I am preparing a descriptive "schema" (quelle horreur) for MongoDB, with which I worked.
I used the excellent variant.js to create a list of all the keys and show the coverage of each key. However, in cases where the values ​​corresponding to the keys have a small set of values, I would like to be able to list the entire set as "available values". In R, I would consider them as “factors” for a categorical variable, i.e. Gender: ["M", "F"].
I know that I can just use R + RMongo, query each variable and basically do the same procedure that I would like to create a histogram, but I would like to know a suitable Mongo.query () / javascript / Map, Reduce way to approach to this. I understand that the db.collection.aggregate () functions are just for that.

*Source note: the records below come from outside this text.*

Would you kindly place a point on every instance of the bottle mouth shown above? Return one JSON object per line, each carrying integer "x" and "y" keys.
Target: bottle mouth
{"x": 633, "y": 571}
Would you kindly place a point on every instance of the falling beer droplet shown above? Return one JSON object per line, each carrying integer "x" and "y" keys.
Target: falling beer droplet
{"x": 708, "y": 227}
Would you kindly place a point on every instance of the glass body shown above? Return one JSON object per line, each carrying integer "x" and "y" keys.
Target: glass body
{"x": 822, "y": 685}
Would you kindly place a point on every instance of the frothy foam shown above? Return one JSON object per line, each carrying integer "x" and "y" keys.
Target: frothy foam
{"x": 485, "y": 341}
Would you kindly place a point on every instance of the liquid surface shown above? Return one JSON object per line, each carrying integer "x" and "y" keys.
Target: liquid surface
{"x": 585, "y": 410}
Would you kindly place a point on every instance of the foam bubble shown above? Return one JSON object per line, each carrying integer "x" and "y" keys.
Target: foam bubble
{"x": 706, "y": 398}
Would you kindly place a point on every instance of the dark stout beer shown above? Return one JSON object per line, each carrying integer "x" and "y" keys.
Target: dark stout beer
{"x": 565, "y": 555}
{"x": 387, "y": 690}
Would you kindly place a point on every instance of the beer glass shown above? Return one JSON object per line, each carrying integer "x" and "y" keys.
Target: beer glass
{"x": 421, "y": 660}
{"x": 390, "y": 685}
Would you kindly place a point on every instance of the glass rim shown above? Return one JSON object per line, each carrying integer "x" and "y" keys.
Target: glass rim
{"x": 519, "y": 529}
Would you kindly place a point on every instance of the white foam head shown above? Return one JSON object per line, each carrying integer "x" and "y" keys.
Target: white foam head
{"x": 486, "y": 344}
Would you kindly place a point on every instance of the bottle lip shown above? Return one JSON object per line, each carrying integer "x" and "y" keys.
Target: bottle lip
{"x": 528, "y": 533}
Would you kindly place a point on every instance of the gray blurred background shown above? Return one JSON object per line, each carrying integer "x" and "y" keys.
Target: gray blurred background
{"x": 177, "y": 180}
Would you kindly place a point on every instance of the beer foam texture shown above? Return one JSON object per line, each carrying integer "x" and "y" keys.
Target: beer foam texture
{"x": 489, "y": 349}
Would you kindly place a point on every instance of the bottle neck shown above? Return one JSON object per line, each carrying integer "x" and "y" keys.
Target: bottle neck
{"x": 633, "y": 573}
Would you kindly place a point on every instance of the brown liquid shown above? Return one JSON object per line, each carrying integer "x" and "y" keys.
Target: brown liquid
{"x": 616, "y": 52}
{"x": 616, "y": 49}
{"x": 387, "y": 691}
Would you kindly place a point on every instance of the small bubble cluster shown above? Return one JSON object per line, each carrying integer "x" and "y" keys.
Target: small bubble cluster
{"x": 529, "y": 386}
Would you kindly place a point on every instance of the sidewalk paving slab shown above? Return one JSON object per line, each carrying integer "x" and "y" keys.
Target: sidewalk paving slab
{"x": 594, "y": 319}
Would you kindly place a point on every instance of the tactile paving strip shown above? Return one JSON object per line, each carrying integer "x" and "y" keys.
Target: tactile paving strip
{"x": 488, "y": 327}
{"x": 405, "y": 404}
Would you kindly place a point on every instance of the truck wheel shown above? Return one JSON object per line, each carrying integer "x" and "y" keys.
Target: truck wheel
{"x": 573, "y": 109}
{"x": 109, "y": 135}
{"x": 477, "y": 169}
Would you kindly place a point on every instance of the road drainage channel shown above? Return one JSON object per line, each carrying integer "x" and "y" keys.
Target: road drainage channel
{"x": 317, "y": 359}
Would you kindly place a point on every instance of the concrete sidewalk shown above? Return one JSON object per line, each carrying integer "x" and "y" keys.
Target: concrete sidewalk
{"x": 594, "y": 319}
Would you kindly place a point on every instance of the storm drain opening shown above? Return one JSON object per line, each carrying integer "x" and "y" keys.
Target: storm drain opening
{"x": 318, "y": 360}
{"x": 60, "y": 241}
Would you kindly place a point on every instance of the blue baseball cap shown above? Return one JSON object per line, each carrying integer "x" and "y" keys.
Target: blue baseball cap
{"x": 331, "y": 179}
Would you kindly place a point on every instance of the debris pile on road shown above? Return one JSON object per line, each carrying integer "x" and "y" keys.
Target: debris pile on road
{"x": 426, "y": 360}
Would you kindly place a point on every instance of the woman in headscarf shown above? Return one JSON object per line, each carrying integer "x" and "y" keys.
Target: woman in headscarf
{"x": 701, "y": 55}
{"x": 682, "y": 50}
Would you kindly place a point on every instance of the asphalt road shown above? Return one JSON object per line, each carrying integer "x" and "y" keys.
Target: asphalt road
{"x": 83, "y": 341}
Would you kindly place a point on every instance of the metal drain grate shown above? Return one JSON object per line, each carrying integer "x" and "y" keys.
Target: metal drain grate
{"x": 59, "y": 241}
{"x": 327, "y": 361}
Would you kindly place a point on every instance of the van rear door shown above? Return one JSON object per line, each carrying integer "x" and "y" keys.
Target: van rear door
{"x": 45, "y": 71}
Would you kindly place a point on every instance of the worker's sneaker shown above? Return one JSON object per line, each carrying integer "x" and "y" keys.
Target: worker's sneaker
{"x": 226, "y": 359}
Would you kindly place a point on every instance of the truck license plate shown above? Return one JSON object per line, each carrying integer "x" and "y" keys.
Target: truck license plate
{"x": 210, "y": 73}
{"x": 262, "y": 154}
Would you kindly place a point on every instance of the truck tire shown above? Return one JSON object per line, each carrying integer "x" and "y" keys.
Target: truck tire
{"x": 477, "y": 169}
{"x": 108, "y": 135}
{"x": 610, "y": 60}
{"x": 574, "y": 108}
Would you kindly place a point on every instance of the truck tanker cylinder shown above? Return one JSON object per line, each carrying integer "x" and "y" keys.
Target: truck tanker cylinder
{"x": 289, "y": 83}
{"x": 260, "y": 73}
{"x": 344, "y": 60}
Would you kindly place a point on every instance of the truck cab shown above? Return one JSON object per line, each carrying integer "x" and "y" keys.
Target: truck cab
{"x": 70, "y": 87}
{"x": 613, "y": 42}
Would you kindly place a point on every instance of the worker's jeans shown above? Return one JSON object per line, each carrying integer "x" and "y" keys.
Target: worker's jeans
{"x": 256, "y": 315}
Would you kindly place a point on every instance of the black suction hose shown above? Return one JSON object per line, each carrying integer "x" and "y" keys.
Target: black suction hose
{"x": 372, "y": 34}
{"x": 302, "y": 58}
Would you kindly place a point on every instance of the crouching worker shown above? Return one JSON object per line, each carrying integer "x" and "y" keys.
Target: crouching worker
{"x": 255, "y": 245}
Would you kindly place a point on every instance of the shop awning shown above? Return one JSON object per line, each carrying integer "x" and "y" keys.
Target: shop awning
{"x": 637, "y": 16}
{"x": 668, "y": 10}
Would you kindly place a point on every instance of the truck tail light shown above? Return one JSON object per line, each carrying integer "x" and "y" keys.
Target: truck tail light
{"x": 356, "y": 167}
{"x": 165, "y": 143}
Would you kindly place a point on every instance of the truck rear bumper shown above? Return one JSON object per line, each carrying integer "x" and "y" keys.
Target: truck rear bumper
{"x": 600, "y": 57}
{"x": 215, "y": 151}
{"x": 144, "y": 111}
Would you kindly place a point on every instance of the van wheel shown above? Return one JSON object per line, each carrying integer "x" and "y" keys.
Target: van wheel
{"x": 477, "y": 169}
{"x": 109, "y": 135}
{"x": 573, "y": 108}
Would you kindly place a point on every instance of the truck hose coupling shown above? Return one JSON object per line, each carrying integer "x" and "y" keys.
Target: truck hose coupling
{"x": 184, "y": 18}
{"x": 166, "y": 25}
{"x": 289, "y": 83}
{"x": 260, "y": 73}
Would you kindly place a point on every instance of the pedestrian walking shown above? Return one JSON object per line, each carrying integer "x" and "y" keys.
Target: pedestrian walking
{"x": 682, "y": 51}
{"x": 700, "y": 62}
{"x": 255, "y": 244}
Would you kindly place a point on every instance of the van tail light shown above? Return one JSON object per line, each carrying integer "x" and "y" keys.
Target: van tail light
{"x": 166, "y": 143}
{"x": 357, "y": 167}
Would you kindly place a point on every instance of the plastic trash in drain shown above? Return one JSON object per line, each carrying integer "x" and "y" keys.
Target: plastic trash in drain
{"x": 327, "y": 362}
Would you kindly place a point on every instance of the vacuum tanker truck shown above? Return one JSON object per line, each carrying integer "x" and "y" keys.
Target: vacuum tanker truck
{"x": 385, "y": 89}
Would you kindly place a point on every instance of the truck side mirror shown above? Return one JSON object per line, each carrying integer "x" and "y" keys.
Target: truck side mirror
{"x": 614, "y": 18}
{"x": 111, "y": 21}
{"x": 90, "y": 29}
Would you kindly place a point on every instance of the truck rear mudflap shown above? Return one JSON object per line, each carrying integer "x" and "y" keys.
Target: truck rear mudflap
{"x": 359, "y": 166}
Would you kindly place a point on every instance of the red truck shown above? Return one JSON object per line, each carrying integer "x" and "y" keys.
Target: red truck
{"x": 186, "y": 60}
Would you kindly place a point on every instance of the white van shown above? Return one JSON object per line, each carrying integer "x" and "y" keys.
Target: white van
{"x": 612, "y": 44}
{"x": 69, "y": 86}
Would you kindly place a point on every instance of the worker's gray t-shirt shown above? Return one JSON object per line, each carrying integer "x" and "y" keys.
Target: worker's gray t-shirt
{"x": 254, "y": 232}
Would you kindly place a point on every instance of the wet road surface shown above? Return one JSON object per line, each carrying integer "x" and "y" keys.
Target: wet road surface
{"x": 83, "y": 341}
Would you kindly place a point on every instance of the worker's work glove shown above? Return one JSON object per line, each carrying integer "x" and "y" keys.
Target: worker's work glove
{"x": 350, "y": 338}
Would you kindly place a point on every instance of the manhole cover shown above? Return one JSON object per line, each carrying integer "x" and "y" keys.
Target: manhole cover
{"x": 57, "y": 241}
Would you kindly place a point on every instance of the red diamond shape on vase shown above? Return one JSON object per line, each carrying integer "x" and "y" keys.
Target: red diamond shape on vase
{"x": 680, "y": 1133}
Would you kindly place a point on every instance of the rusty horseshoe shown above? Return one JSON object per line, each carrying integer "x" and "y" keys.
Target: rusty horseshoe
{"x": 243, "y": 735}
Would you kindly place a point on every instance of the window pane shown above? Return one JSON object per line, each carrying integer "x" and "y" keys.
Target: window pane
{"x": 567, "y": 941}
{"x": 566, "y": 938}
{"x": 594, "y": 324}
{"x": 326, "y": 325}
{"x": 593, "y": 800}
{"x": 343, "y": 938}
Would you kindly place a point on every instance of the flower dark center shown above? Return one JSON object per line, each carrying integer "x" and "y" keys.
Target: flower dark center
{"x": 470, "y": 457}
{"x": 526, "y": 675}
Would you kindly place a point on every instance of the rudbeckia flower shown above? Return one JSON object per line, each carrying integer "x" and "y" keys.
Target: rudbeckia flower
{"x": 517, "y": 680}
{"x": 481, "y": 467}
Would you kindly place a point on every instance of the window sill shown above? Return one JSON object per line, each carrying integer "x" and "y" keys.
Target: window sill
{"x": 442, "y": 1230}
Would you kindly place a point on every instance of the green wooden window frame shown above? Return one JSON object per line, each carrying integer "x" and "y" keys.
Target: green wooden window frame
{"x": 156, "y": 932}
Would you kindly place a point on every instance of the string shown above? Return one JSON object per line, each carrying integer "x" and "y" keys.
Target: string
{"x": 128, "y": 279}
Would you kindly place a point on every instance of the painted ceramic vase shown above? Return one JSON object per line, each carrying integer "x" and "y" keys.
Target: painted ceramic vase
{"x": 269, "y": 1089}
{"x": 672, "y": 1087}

Before asking for this, I indicated:
But he cannot get the correct piping order. So, for example, if I have such documents:
{_id : 1, "key1" : "value1", "key2": "value3"} {_id : 2, "key1" : "value2", "key2": "value3"}
I would like to return something like:
{"key1" : ["value1", "value2"]} {"key2" : ["value3"]}
Or better, with scores:
{"key1" : ["value1" : 1, "value2" : 1]} {"key2" : ["value3" : 2]}
I admit that one of the problems is that these will be any values ​​that have a wide range of different meanings - like text fields or continuous variables. Ideally, if there were more than x different possible values, it would be nice to truncate, say, no more than 20 unique values. If I actually find this more, I would request this variable directly.
This is something like:
db.collection.aggregate( {$limit: 20, $group: { _id: "$??varname", count: {$sum: 1} }})
First, how can I refer to varname? for the name of each key?
I saw this link, on which it was 95%: Combination and tabulation (unique / quantity) in Mongo
with...
input data: { "_id" : 1, "age" : 22.34, "gender" : "f" } { "_id" : 2, "age" : 23.9, "gender" : "f" } { "_id" : 3, "age" : 27.4, "gender" : "f" } { "_id" : 4, "age" : 26.9, "gender" : "m" } { "_id" : 5, "age" : 26, "gender" : "m" }
This script:
db.collection.aggregate( {$project: {gender:1}}, {$group: { _id: "$gender", count: {$sum: 1} }})
It produces:
{"result" : [ {"_id" : "m", "count" : 2}, {"_id" : "f", "count" : 3} ], "ok" : 1 }
But I don’t understand how I could do this in the general case for an unknown number / name of keys with a potentially large number of return values? This sample knows that the key name is gender, and that the set of answers will be small (2 values).